Я пожал плечами. Типы наподобие этого Аркадия всегда меня раздражали.
— Ладно, нормально всё будет! — Он широко улыбнулся, показав мощные жёлтые зубы, и опять хлопнул меня по плечу. На этот раз я сидел не в устойчивом кабинетном кресле, и машинка закачалась.
Медосмотр я прошёл нормально. Проблем со здоровьем у меня никогда не возникало, если не вспоминать того удара на лестнице. Тогда расстроилась одна крайне важная часть наших с Наташкой отношений. Слава Богу, сейчас это было далеко позади. Дольше всех меня мурыжили два бородатых мрачных типа, как выяснилось, психолог с психиатром. Но и они никаких отклонений не нашли, и дожидавшийся меня в машине Аркадий попытался в третий раз сломать моё плечо.
— Отлично, Федор, отлично. С завтрашнего дня начинаем. Я буду руководить твоей стажировкой. Доволен?
Я подумал, что к концу испытательного срока приду полным инвалидом, но говорить этого не стал.

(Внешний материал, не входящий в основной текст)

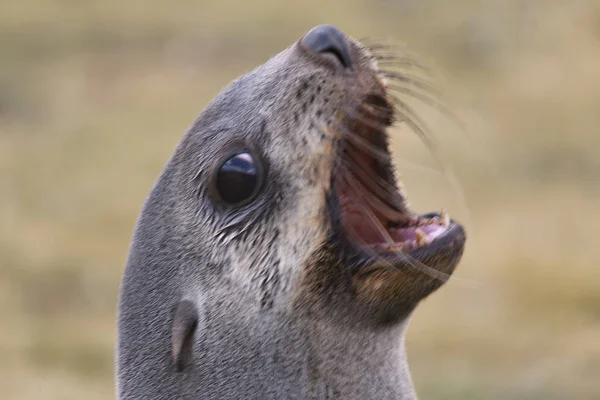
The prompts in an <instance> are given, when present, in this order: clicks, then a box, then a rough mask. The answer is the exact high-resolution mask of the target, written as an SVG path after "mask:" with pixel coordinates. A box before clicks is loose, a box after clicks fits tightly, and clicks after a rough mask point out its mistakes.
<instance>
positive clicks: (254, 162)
mask: <svg viewBox="0 0 600 400" xmlns="http://www.w3.org/2000/svg"><path fill="white" fill-rule="evenodd" d="M259 174H260V169H259V168H258V167H257V165H256V160H255V159H254V157H253V156H252V154H250V153H238V154H236V155H234V156H232V157H231V158H229V159H228V160H227V161H225V162H224V163H223V164H222V165H221V167H220V168H219V169H218V170H217V174H216V188H217V191H218V192H219V196H220V197H221V199H222V200H223V202H225V203H227V204H228V205H240V204H242V203H246V202H248V201H250V200H251V199H252V198H253V197H254V196H255V195H256V192H257V190H258V186H259V183H260V176H259Z"/></svg>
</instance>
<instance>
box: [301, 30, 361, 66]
mask: <svg viewBox="0 0 600 400" xmlns="http://www.w3.org/2000/svg"><path fill="white" fill-rule="evenodd" d="M300 42H301V44H302V45H303V46H304V47H305V48H306V49H307V50H309V51H310V52H312V53H314V54H327V53H329V54H333V55H334V56H336V57H337V59H338V60H339V61H340V62H341V63H342V65H343V66H344V67H346V68H352V59H351V58H350V49H349V46H348V41H347V40H346V37H345V36H344V34H343V33H342V32H341V31H340V30H339V29H338V28H336V27H335V26H333V25H319V26H315V27H314V28H312V29H311V30H310V31H309V32H308V33H307V34H306V35H304V37H303V38H302V40H301V41H300Z"/></svg>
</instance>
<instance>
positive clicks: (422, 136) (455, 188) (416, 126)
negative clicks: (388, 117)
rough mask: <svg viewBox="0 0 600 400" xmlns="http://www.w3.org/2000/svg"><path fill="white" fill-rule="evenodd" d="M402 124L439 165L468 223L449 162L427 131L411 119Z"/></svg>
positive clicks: (460, 192)
mask: <svg viewBox="0 0 600 400" xmlns="http://www.w3.org/2000/svg"><path fill="white" fill-rule="evenodd" d="M390 97H391V98H392V99H393V100H394V105H396V106H397V107H399V108H401V109H402V111H401V112H404V113H408V114H409V115H411V116H412V115H416V113H415V112H414V111H413V110H412V108H411V107H410V106H408V104H406V103H405V102H403V101H402V100H400V99H398V98H396V97H394V96H390ZM417 117H418V116H417ZM404 122H405V123H406V124H407V125H408V126H409V127H410V128H411V129H412V130H413V131H414V132H415V133H416V134H417V135H418V136H419V137H420V138H421V140H422V141H423V143H424V144H425V145H426V146H427V148H428V149H429V152H430V153H431V155H432V156H433V157H434V159H435V160H436V162H437V163H438V164H439V165H440V167H441V169H442V171H443V172H444V175H445V176H446V179H447V180H448V183H449V184H450V186H451V188H452V191H453V192H454V195H455V196H456V199H457V201H458V202H459V204H460V207H461V208H462V209H463V211H464V212H465V217H466V218H467V219H468V221H469V222H470V221H471V218H470V215H471V212H470V210H469V206H468V205H467V200H466V198H465V196H464V191H463V190H462V185H461V184H460V181H459V180H458V178H457V176H456V175H455V173H454V169H453V168H452V167H451V165H450V162H449V161H447V160H446V159H445V158H444V157H443V155H442V153H441V152H440V150H439V148H438V146H437V142H436V141H435V140H434V139H433V137H432V136H431V134H430V132H429V130H423V129H422V128H421V127H420V126H419V125H418V124H415V122H414V121H413V120H411V118H407V119H405V120H404Z"/></svg>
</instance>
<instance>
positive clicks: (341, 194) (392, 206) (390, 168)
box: [335, 96, 451, 252]
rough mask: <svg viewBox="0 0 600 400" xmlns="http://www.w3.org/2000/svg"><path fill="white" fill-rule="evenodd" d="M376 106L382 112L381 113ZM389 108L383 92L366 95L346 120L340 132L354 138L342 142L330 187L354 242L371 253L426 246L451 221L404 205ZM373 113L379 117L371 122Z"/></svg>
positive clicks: (407, 250)
mask: <svg viewBox="0 0 600 400" xmlns="http://www.w3.org/2000/svg"><path fill="white" fill-rule="evenodd" d="M369 106H370V107H371V109H370V111H369V110H368V107H369ZM365 107H366V108H365ZM374 109H375V110H377V111H373V110H374ZM382 110H383V111H385V112H388V113H387V114H385V116H386V117H381V115H382V114H381V113H382ZM390 110H391V107H390V106H389V105H388V104H387V101H386V100H385V98H384V97H383V96H372V97H371V98H369V99H368V101H365V102H364V103H363V108H362V113H363V115H362V116H361V118H357V119H354V120H352V121H351V122H350V123H349V124H348V132H346V133H347V135H346V136H347V137H352V138H354V140H345V141H344V146H343V152H342V155H341V165H342V168H341V170H340V171H339V173H338V174H336V177H335V180H336V188H337V195H338V199H339V201H340V207H341V219H342V224H343V226H344V228H345V231H346V233H347V235H348V237H349V238H350V239H351V240H352V241H353V242H354V243H355V244H357V245H359V246H362V247H366V248H368V249H370V250H374V251H377V252H384V251H406V252H409V251H412V250H416V249H418V248H423V247H427V246H429V245H431V243H433V242H434V241H435V240H437V239H438V238H439V237H441V236H442V235H444V234H445V233H446V232H448V230H449V229H450V225H451V224H450V219H449V217H448V214H446V213H445V212H443V211H442V212H441V213H440V214H425V215H422V216H417V215H415V214H413V213H412V212H411V211H410V210H409V209H408V207H407V206H406V198H405V196H404V194H403V193H402V192H401V190H400V189H399V188H398V186H397V184H396V179H395V178H394V175H393V172H392V165H391V156H390V152H389V149H388V143H387V133H386V128H387V127H389V126H390V125H391V123H392V121H391V118H390V115H391V114H390V113H391V111H390ZM373 114H377V116H379V118H377V119H376V120H374V121H376V122H375V123H373ZM367 118H370V119H371V120H372V121H371V122H367ZM357 137H358V138H360V140H356V138H357Z"/></svg>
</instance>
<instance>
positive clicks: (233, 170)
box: [117, 26, 464, 400]
mask: <svg viewBox="0 0 600 400" xmlns="http://www.w3.org/2000/svg"><path fill="white" fill-rule="evenodd" d="M392 100H393V98H392V95H391V94H390V91H389V88H388V86H387V83H386V79H385V76H384V74H383V72H382V71H381V70H380V69H379V68H378V67H377V65H376V58H375V57H374V56H373V54H371V52H370V51H369V49H368V48H366V47H365V46H363V45H362V44H361V43H359V42H357V41H355V40H353V39H351V38H349V37H348V36H346V35H345V34H343V33H342V32H341V31H339V30H338V29H337V28H335V27H332V26H320V27H316V28H314V29H313V30H311V31H309V32H307V33H306V34H305V35H303V36H302V37H301V38H300V39H299V40H298V41H297V42H296V43H294V44H292V45H291V46H290V47H288V48H287V49H285V50H283V51H282V52H281V53H279V54H278V55H276V56H274V57H273V58H272V59H270V60H268V61H267V62H266V63H265V64H264V65H262V66H260V67H258V68H256V69H255V70H253V71H251V72H249V73H248V74H246V75H244V76H243V77H241V78H238V79H237V80H235V81H234V82H232V83H231V84H230V85H229V86H228V87H227V88H225V89H224V90H223V91H222V92H221V93H220V94H218V95H217V96H216V97H215V99H214V100H213V101H212V102H211V103H210V104H208V105H207V107H206V108H205V110H204V111H203V112H202V113H201V114H200V115H199V117H198V118H197V119H196V121H195V122H194V123H193V124H192V126H191V127H190V129H189V130H188V131H187V132H186V134H185V135H184V136H183V138H182V140H181V142H180V143H179V145H178V146H177V148H176V150H175V153H174V154H173V156H172V157H171V159H170V160H169V161H168V163H167V165H166V166H165V168H164V170H163V172H162V173H161V175H160V177H159V178H158V180H157V182H156V184H155V185H154V187H153V189H152V191H151V193H150V195H149V197H148V199H147V200H146V202H145V204H144V208H143V210H142V213H141V215H140V218H139V220H138V223H137V226H136V229H135V233H134V237H133V241H132V246H131V249H130V254H129V258H128V262H127V266H126V269H125V272H124V276H123V282H122V286H121V293H120V301H119V322H118V323H119V327H118V330H119V335H118V346H117V356H118V360H117V385H118V390H117V391H118V396H119V399H132V400H134V399H150V400H162V399H195V398H203V399H239V398H247V399H281V398H286V399H322V398H330V399H334V398H335V399H398V398H406V399H408V398H413V397H414V391H413V389H412V383H411V379H410V375H409V373H408V369H407V366H406V357H405V351H404V344H403V337H404V331H405V329H406V325H407V323H408V319H409V316H410V315H411V314H412V312H413V310H414V309H415V307H416V306H417V304H418V303H419V301H421V300H422V299H423V298H424V297H426V296H428V295H429V294H431V293H432V292H434V291H435V290H436V289H437V288H439V287H440V286H441V285H442V284H443V282H444V281H445V279H447V277H448V276H449V274H451V273H452V271H453V270H454V268H455V266H456V264H457V263H458V260H459V259H460V255H461V254H462V248H463V244H464V231H463V230H462V227H461V226H460V225H459V224H458V223H457V222H455V221H452V220H450V219H449V218H448V217H447V215H446V214H444V213H442V214H427V215H423V216H417V215H416V214H414V213H412V212H411V211H410V209H409V208H408V206H407V202H406V199H405V196H404V194H403V193H402V191H401V190H400V187H399V183H398V182H397V180H396V178H395V174H394V171H393V168H392V163H391V155H390V152H389V148H388V133H387V130H388V128H389V127H390V126H391V125H392V124H393V123H394V122H395V121H396V120H397V119H400V118H399V115H398V106H397V105H394V103H393V101H392ZM400 117H402V116H401V115H400ZM425 264H427V265H426V267H427V268H429V269H431V270H432V271H436V272H438V273H439V274H440V275H435V274H432V273H430V272H429V270H428V269H425V271H426V272H427V273H424V272H423V271H424V270H423V269H419V268H416V267H415V266H417V267H418V266H420V265H425ZM413 267H414V268H413ZM440 277H441V278H440Z"/></svg>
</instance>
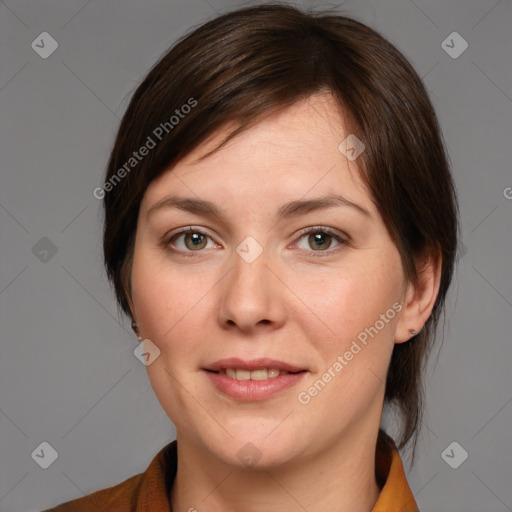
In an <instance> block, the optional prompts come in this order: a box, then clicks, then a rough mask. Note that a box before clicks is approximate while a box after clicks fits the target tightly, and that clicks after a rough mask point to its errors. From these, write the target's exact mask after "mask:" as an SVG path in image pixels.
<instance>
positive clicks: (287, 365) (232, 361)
mask: <svg viewBox="0 0 512 512" xmlns="http://www.w3.org/2000/svg"><path fill="white" fill-rule="evenodd" d="M226 368H237V369H240V370H249V371H252V370H258V369H260V368H275V369H276V370H280V371H285V372H293V373H297V372H302V371H305V370H306V368H299V367H298V366H293V365H291V364H288V363H285V362H283V361H278V360H276V359H269V358H268V357H261V358H259V359H251V360H250V361H244V360H243V359H239V358H238V357H230V358H228V359H219V360H218V361H215V363H212V364H209V365H208V366H205V368H204V369H205V370H210V371H214V372H218V371H219V370H225V369H226ZM275 378H277V377H275Z"/></svg>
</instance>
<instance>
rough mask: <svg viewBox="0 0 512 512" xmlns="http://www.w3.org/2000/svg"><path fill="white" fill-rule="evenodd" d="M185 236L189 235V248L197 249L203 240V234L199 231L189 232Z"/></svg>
mask: <svg viewBox="0 0 512 512" xmlns="http://www.w3.org/2000/svg"><path fill="white" fill-rule="evenodd" d="M187 236H189V237H190V239H191V241H192V244H191V245H192V247H191V248H193V249H197V248H198V247H201V245H202V244H203V243H204V241H202V240H201V238H202V236H203V235H201V234H200V233H189V234H188V235H187ZM185 239H186V238H185ZM187 245H188V244H187ZM189 248H190V247H189Z"/></svg>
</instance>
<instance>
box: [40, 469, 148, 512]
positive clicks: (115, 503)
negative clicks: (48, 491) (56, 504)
mask: <svg viewBox="0 0 512 512" xmlns="http://www.w3.org/2000/svg"><path fill="white" fill-rule="evenodd" d="M143 476H144V473H141V474H139V475H135V476H132V477H131V478H128V479H127V480H125V481H124V482H121V483H120V484H117V485H114V486H113V487H108V488H106V489H102V490H100V491H96V492H93V493H92V494H88V495H87V496H83V497H82V498H78V499H75V500H72V501H67V502H66V503H61V504H60V505H57V506H56V507H54V508H51V509H48V510H44V511H43V512H89V511H91V512H98V510H109V511H111V512H117V511H119V512H120V511H121V510H122V511H123V512H128V511H131V510H133V511H135V510H136V506H137V499H138V496H139V494H140V488H141V483H142V479H143Z"/></svg>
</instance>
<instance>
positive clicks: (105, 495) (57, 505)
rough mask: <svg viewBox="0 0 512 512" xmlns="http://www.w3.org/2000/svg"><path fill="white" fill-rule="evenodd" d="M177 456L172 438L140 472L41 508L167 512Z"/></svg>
mask: <svg viewBox="0 0 512 512" xmlns="http://www.w3.org/2000/svg"><path fill="white" fill-rule="evenodd" d="M176 457H177V448H176V441H173V442H171V443H169V444H168V445H166V446H164V447H163V448H162V449H161V450H160V451H159V452H158V453H157V454H156V455H155V456H154V457H153V460H152V461H151V463H150V465H149V466H148V468H147V469H146V471H144V472H143V473H140V474H138V475H135V476H132V477H131V478H128V479H127V480H125V481H123V482H121V483H120V484H117V485H114V486H112V487H108V488H106V489H101V490H99V491H96V492H93V493H92V494H88V495H87V496H83V497H81V498H78V499H75V500H72V501H67V502H65V503H61V504H60V505H57V506H56V507H54V508H51V509H47V510H44V511H42V512H98V511H100V510H108V511H109V512H146V511H147V512H150V511H151V512H153V511H155V512H156V511H163V512H168V511H170V508H169V501H168V495H169V492H168V491H169V489H170V486H171V485H172V483H173V480H174V477H175V474H176Z"/></svg>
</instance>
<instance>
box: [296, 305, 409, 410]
mask: <svg viewBox="0 0 512 512" xmlns="http://www.w3.org/2000/svg"><path fill="white" fill-rule="evenodd" d="M400 311H402V304H400V303H399V302H395V303H394V304H393V306H392V307H391V308H389V309H388V310H387V311H386V312H385V313H383V314H381V315H380V317H379V319H378V320H377V321H376V322H375V323H374V324H373V325H371V326H370V327H366V328H365V329H364V330H363V331H361V332H360V333H359V334H358V335H357V337H356V338H357V340H352V343H351V344H350V347H349V348H348V349H347V350H346V351H345V352H344V353H343V355H341V354H340V355H338V357H337V358H336V360H335V361H334V362H333V363H332V364H331V365H330V366H329V368H327V370H326V371H325V372H324V373H323V374H322V376H321V377H320V378H319V379H318V380H316V381H315V382H314V383H313V384H312V385H311V386H310V387H309V388H308V389H306V390H304V391H301V392H300V393H298V395H297V400H298V401H299V403H300V404H302V405H307V404H309V402H311V399H312V398H314V397H315V396H317V395H318V393H320V392H321V391H322V390H323V389H324V388H325V387H326V386H327V384H328V383H329V382H331V381H332V379H334V377H336V375H338V374H339V373H340V372H341V370H343V368H345V367H346V366H347V365H348V364H349V363H350V361H352V359H354V357H355V356H356V355H357V354H359V352H361V350H362V349H363V348H364V347H366V345H368V341H369V339H368V338H369V337H370V338H371V339H373V338H374V337H375V336H377V334H379V332H380V331H381V330H382V329H384V327H385V325H386V324H388V323H389V322H390V320H392V319H393V318H395V316H396V314H397V313H399V312H400ZM358 342H359V343H358Z"/></svg>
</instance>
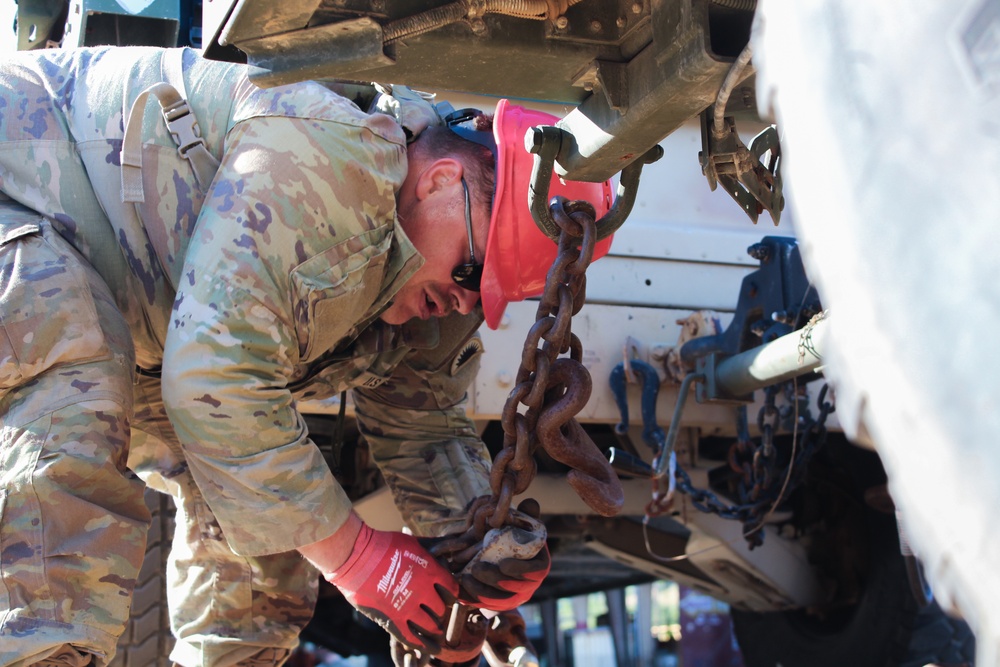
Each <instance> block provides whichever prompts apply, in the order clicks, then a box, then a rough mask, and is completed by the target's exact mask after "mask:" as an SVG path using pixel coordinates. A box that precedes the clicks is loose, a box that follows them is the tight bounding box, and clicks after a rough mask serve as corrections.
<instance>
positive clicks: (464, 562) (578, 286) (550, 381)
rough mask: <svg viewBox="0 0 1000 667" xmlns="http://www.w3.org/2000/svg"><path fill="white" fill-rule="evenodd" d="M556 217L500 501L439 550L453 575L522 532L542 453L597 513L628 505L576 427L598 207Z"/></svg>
mask: <svg viewBox="0 0 1000 667" xmlns="http://www.w3.org/2000/svg"><path fill="white" fill-rule="evenodd" d="M550 210H551V213H552V217H553V219H554V220H555V222H556V224H558V225H559V228H560V230H561V233H560V236H559V242H558V254H557V256H556V259H555V261H554V262H553V264H552V268H551V269H550V270H549V273H548V275H547V276H546V280H545V288H544V291H543V292H542V295H541V298H540V302H539V304H538V309H537V311H536V318H535V323H534V325H532V327H531V329H530V330H529V331H528V334H527V337H526V339H525V342H524V347H523V349H522V353H521V365H520V367H519V369H518V372H517V376H516V380H515V386H514V389H512V390H511V392H510V394H509V395H508V398H507V402H506V403H505V405H504V409H503V413H502V416H501V425H502V426H503V431H504V442H503V449H502V450H501V451H500V452H499V453H498V454H497V456H496V458H495V459H494V461H493V469H492V472H491V474H490V489H491V491H492V496H480V497H479V498H477V499H476V500H474V501H473V502H472V504H471V505H470V506H469V508H468V518H467V521H466V526H465V529H464V532H463V533H460V534H457V535H455V536H452V537H451V538H450V539H447V540H444V541H442V542H440V543H438V544H437V545H435V546H434V547H433V548H432V549H431V553H432V554H433V555H434V556H435V557H437V558H439V559H441V560H443V561H445V562H446V563H447V564H448V566H449V567H450V568H451V570H452V571H453V572H458V571H460V570H461V569H462V568H464V567H465V565H467V564H468V562H469V561H470V560H472V558H474V557H475V556H476V554H478V553H479V551H480V550H481V549H482V546H483V538H484V537H485V535H486V533H487V532H488V531H489V530H490V529H491V528H499V527H501V526H504V525H517V523H518V519H517V515H516V514H513V513H511V511H510V508H511V503H512V502H513V499H514V497H515V496H517V495H519V494H522V493H524V492H525V491H526V490H527V489H528V487H529V485H530V484H531V482H532V481H533V480H534V478H535V475H536V474H537V464H536V462H535V458H534V455H535V452H536V450H537V449H538V447H539V446H540V447H542V448H543V449H544V450H545V452H546V453H547V454H548V455H549V456H550V457H552V458H553V459H555V460H556V461H559V462H560V463H563V464H565V465H567V466H569V467H570V468H571V470H570V471H569V472H568V473H567V481H568V482H569V484H570V485H571V486H572V487H573V489H574V490H575V491H576V492H577V493H578V494H579V495H580V497H581V498H582V499H583V500H584V502H586V503H587V504H588V505H589V506H590V507H591V508H592V509H594V511H596V512H598V513H599V514H602V515H604V516H614V515H615V514H617V513H618V512H619V511H620V509H621V507H622V505H623V504H624V499H625V496H624V491H623V489H622V487H621V482H620V481H619V480H618V477H617V476H616V475H615V473H614V471H613V470H612V468H611V465H610V464H609V463H608V461H607V459H606V458H605V457H604V455H603V454H601V452H600V450H599V449H598V448H597V445H596V444H594V442H593V440H591V439H590V436H589V435H587V433H586V432H585V431H584V430H583V427H582V426H580V424H579V423H578V422H577V421H576V419H575V416H576V415H577V414H578V413H579V412H580V410H582V409H583V407H584V406H585V405H586V403H587V400H588V399H589V398H590V392H591V388H592V381H591V378H590V373H589V371H587V369H586V367H585V366H584V365H583V363H582V359H583V345H582V343H581V342H580V339H579V338H578V337H577V336H576V335H575V334H573V332H572V330H571V324H572V317H573V315H575V314H576V313H578V312H579V311H580V308H582V307H583V303H584V301H585V299H586V270H587V267H588V266H589V265H590V262H591V260H592V259H593V255H594V246H595V243H596V239H597V230H596V223H595V213H594V207H593V206H592V205H591V204H590V203H588V202H584V201H567V200H566V199H565V198H563V197H555V198H554V199H553V201H552V204H551V207H550ZM560 355H568V356H560ZM521 406H524V408H525V410H524V411H523V412H522V411H521V409H520V408H521ZM525 527H526V526H525Z"/></svg>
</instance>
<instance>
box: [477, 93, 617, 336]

— Вижу, что доволен. Офиса своего у меня нет, не заслужил ещё, так что сиди дома, буду звонить. Учти — прежде всего я ценю точность. Поехали, я тебя до дома подброшу. А завтра начнём работать по-настоящему.
* * *
Моя стажировка началась совсем не так, как я предполагал. Первым поручением было съездить в какую-то контору, расположенную в сдающемся под офисы здании огромного механического завода, и забрать там документы.
Мне дали толстый, небрежно запечатанный конверт, плотно набитый бумагами. Сквозь упаковку просвечивали ровные машинописные строчки, столбики цифр и графические диаграммы. Я запихал конверт во внутренний карман пальто, вышел на улицу и поплёлся к остановке трамвая.
Проехав несколько кварталов, я вышел на пустыре, где возвышалось обшарпанное строение, напоминавшее общественный туалет. Судя по выбитым стёклам и отсутствию дверей, плату за пользование в нём не взимали. Я зашёл внутрь и достал конверт. Моя догадка подтвердилась. Под клапан довольно небрежно был подсунут волосок, а сбоку виднелась тонкая карандашная пометка. Совсем примитив. Чувствуя лёгкое разочарование, я вышел на свежий воздух.
Аркадий ждал меня в условленном месте, недалеко от моего дома. Взяв конверт, он небрежно швырнул его в бардачок, сказал, что утром позвонит, и умчался на своём кукольном джипе. Я посмотрел ему вслед и плюнул.
Вечером позвонила Наталья. У неё заболела тётя и ей нужно задержаться. Втайне радуясь этому обстоятельству, вслух я выразил положенное сочувствие и даже проговорил с ней почти четверть часа, хотя никогда не любил длинных телефонных разговоров без дела.
Следующие два дня мы с Аркадием провели на каком-то складе, перетаскивая и сортируя тяжёлые ящики с неизвестным мне содержимым. Каждые полчаса он звонил куда-то по своей «трубе» и договаривался насчёт ремонта автомашины. Как я понял, это волновало его сильнее всего. Он рычал трехэтажными яростными матюгами, и я бы согласился вручную разобрать и собрать «КамАЗ», лишь бы с ним не встречаться. Однако на собеседников Аркадия его брань не действовала, и он звонил снова и снова, предоставляя мне возможность в одиночку ковыряться с неудобными контейнерами.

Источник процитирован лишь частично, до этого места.